There are a couple of ways of looking at this, and it pays to think a bit 
beyond the definitions to the analyses that would be required.  I agree 
that your first scenario is MCAR.  In the second scenario, missingness is 
clustered by months.  An analysis that ignored the clustering (by ignoring 
the dependence of missingness on the month labels) would be likely to be 
wrong, esepcially if you were interested in inference beyond the sampled 
months.  However we sometimes make a distinction between design variables 
(those known before data are collected) and data; with that distinction, 
the month labels are design variables but the missingness is independent 
of both observed and unobserved data values.

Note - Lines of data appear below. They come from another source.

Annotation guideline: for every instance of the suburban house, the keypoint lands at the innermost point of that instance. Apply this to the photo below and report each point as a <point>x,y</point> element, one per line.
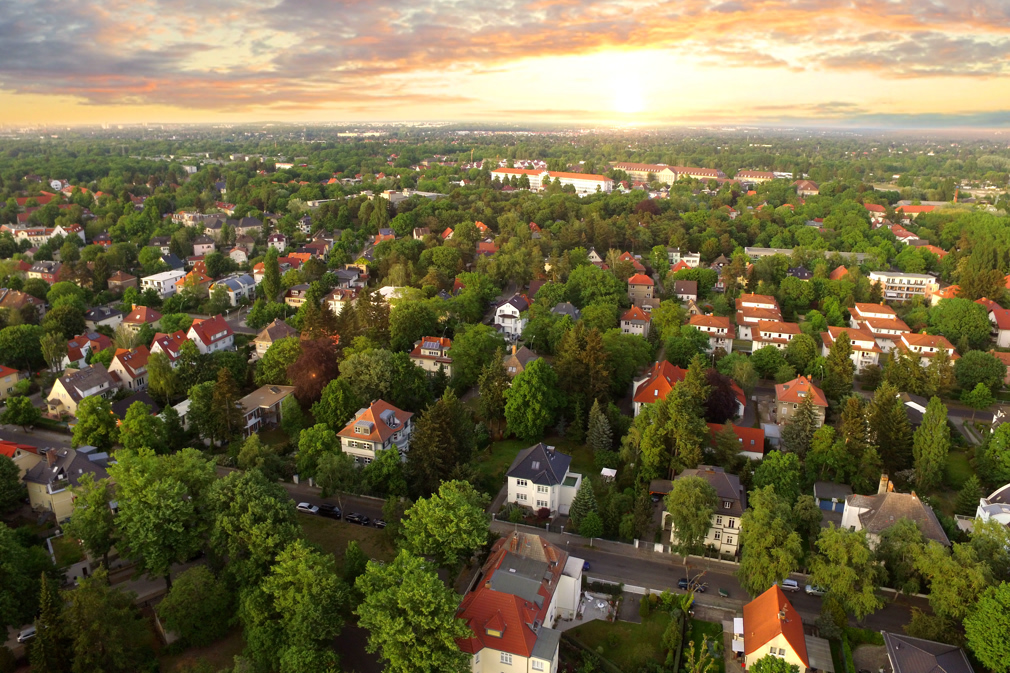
<point>262,407</point>
<point>539,478</point>
<point>718,328</point>
<point>789,396</point>
<point>164,283</point>
<point>130,366</point>
<point>686,290</point>
<point>876,513</point>
<point>211,334</point>
<point>866,352</point>
<point>635,321</point>
<point>379,426</point>
<point>431,355</point>
<point>141,315</point>
<point>524,587</point>
<point>724,533</point>
<point>274,331</point>
<point>8,379</point>
<point>516,362</point>
<point>774,332</point>
<point>640,289</point>
<point>70,389</point>
<point>508,315</point>
<point>102,316</point>
<point>51,476</point>
<point>914,655</point>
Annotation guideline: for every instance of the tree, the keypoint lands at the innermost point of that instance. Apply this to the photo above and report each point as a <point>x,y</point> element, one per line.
<point>846,568</point>
<point>96,424</point>
<point>105,629</point>
<point>54,350</point>
<point>47,653</point>
<point>531,400</point>
<point>12,491</point>
<point>782,472</point>
<point>772,549</point>
<point>20,411</point>
<point>599,437</point>
<point>196,608</point>
<point>449,525</point>
<point>410,615</point>
<point>799,430</point>
<point>838,370</point>
<point>337,404</point>
<point>977,367</point>
<point>930,445</point>
<point>93,521</point>
<point>987,627</point>
<point>691,504</point>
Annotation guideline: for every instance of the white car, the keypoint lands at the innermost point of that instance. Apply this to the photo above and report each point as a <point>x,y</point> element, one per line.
<point>307,508</point>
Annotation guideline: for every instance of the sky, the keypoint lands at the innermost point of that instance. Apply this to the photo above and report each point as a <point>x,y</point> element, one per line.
<point>897,63</point>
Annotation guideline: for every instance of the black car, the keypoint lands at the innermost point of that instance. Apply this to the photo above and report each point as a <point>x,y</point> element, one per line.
<point>328,510</point>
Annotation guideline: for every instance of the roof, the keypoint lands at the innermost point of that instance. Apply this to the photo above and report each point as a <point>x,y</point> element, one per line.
<point>381,425</point>
<point>142,315</point>
<point>914,655</point>
<point>884,509</point>
<point>636,314</point>
<point>640,279</point>
<point>797,390</point>
<point>541,465</point>
<point>770,615</point>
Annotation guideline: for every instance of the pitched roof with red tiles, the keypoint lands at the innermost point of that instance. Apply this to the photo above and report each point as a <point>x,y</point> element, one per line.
<point>770,615</point>
<point>797,390</point>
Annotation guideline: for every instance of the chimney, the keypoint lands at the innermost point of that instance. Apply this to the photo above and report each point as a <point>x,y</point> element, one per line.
<point>885,485</point>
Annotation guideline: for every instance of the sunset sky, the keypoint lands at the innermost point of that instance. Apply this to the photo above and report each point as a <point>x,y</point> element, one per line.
<point>940,63</point>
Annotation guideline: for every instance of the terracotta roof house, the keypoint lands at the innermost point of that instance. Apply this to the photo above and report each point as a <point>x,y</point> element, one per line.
<point>789,396</point>
<point>526,585</point>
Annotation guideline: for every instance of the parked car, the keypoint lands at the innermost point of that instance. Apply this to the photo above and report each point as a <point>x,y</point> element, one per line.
<point>307,508</point>
<point>328,510</point>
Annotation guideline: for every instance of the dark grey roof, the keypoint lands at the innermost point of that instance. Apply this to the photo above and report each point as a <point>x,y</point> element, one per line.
<point>914,655</point>
<point>540,465</point>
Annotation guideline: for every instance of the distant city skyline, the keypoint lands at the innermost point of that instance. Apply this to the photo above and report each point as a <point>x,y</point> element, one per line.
<point>875,63</point>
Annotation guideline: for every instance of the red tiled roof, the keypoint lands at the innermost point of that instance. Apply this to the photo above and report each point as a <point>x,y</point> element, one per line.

In any case the bottom line is that an analysis that didn't take into 
account the fact that data are only collected in some months would most 
likely be incorrect in some way.

> Date: Fri, 25 Feb 2005 15:39:12 -0700
> From: Melissa Roberts <[email protected]>
> Subject: [Impute] MCAR & MAR assessment
> 
> I have monthly event data that covers many individuals over several 
> years.  For discussion purposes say I have 100 people and 36 months of 
> data for them, so I have 3600 observations.  Events are not consistent 
> from month to month, but there is some consistency in events across 
> months at an individual level.
> 
> If I randomly sample from those 3600 observations - for example take 
> 20% using a uniform random number generator - then I am confident is 
> saying the unsampled data can be characterized as MCAR - missing 
> completely at random.  The mechanism for being unsampled has nothing to 
> do with variables in the data.
> 
> NOW, another sampling method is to randomly sample the MONTHS in the 
> dataset.  I take a 20% sample of the months (producing 7 months), and 
> take all the people represented in those months (100 each month), for a 
> total of 700 observations.
> 
> Can I assert that this second sample is also MCAR?  The mechanism for 
> not being sampled is based solely on a random number generator.
> 
> Is the fact that some months are not represented a problem?  Would it 
> be just MAR because the nature of the events in those unsampled months 
> could be different than those sampled months?  Would characterizing it 
> as MAR be a problem also?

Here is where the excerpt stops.